Mote Marine Laboratory & Aquarium’s Sea Turtle Rehabilitation Hospital is currently caring for six juvenile, cold-stunned Kemp’s ridley sea turtles.

On Saturday, Nov. 21, Mote staff traveled to the St. Pete-Clearwater International Airport to pick up some unusual passengers—several Kemp’s ridley sea turtles, traveling in their own personal banana boxes, in need of critical care.

The turtles are victims of what is referred to as “cold stun.” As ectothermic (commonly called “cold-blooded”) animals, sea turtles are not able to regulate their body temperatures on their own, and when they find themselves in too-cold water, they become lethargic. This can be potentially fatal as their body functions slow down, leaving them susceptible to predators and boat strikes, allowing for algae to grow on their backs, and more.

As cold fronts and cooler water temperatures set in in the New England region, rehabilitation facilities become inundated with cold-stun cases that far exceed their capacity.

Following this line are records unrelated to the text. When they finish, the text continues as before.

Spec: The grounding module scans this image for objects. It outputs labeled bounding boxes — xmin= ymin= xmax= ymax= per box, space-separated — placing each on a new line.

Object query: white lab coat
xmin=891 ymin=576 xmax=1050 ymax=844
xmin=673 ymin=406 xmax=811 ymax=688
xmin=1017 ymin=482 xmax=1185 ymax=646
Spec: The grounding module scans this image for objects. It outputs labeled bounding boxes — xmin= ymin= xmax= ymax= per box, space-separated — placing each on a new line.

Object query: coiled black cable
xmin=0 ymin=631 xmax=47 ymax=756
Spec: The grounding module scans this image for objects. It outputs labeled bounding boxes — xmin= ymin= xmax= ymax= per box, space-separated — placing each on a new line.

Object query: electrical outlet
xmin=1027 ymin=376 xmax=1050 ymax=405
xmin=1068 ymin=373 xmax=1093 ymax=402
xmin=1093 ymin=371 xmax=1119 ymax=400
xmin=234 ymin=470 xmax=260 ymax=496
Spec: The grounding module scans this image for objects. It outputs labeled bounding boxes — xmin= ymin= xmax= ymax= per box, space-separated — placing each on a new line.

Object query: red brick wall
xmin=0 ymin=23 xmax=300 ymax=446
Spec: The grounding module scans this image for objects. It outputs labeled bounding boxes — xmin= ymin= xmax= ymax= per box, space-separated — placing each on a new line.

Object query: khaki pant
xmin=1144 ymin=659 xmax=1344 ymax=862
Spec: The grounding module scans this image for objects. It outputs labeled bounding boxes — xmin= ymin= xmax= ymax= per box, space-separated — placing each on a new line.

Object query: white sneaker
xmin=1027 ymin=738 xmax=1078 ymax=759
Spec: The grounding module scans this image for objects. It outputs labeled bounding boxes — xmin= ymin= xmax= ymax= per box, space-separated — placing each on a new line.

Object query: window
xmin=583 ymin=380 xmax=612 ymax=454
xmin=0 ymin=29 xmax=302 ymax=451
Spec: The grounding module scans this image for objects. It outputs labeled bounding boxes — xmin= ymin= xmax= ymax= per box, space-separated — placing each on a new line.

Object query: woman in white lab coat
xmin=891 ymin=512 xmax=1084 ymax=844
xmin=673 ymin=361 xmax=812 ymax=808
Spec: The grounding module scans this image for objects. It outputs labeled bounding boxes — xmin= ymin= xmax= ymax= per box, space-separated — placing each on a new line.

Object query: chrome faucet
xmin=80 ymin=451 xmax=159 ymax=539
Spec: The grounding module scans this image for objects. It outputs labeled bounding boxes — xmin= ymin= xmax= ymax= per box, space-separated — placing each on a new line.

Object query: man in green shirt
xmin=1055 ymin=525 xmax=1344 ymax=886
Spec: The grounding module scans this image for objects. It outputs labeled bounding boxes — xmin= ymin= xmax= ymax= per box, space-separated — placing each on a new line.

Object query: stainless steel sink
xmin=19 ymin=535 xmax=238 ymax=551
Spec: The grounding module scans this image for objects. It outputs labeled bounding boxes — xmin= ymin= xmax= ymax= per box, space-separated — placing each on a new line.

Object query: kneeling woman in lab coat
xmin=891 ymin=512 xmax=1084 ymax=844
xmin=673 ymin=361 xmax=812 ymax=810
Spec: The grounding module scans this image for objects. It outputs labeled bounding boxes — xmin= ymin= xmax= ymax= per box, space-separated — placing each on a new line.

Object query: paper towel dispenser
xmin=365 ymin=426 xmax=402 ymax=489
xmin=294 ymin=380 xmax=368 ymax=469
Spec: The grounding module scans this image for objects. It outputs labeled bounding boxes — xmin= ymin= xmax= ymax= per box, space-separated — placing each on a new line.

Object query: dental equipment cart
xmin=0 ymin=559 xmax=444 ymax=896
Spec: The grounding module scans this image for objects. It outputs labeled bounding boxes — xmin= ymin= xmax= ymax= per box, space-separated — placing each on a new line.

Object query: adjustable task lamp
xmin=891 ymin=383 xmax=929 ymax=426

Sea turtles are then transported to other facilities for care, including Mote Marine Laboratory and other Florida sea turtle rescue facilities, in a coordinated effort among multiple state wildlife agencies and rescue facilities. While all the sea turtles arrived to Mote in extremely critical condition, supportive care—including fluids increased water temperatures, and a little TLC—usually results in a speedy recovery.

The six cold-stunned turtles in Mote’s care have been nicknamed: Art, Blue Spruce, Fraser, Douglas, Canaan and Noble. Their profiles will be listed and updated at mote.org/hospital.

Kemp’s ridley sea turtles are considered endangered by U.S. Fish and Wildlife Service (USFWS) and Critically Endangered by the International Union for Conservation of Nature and Natural Resources (IUCN). Kemp’s ridley sea turtles are generally considered the most endangered species of sea turtle, with threats to their population including rising temperatures, degradation of habitat and nesting areas, and entanglement in and ingestion of marine debris.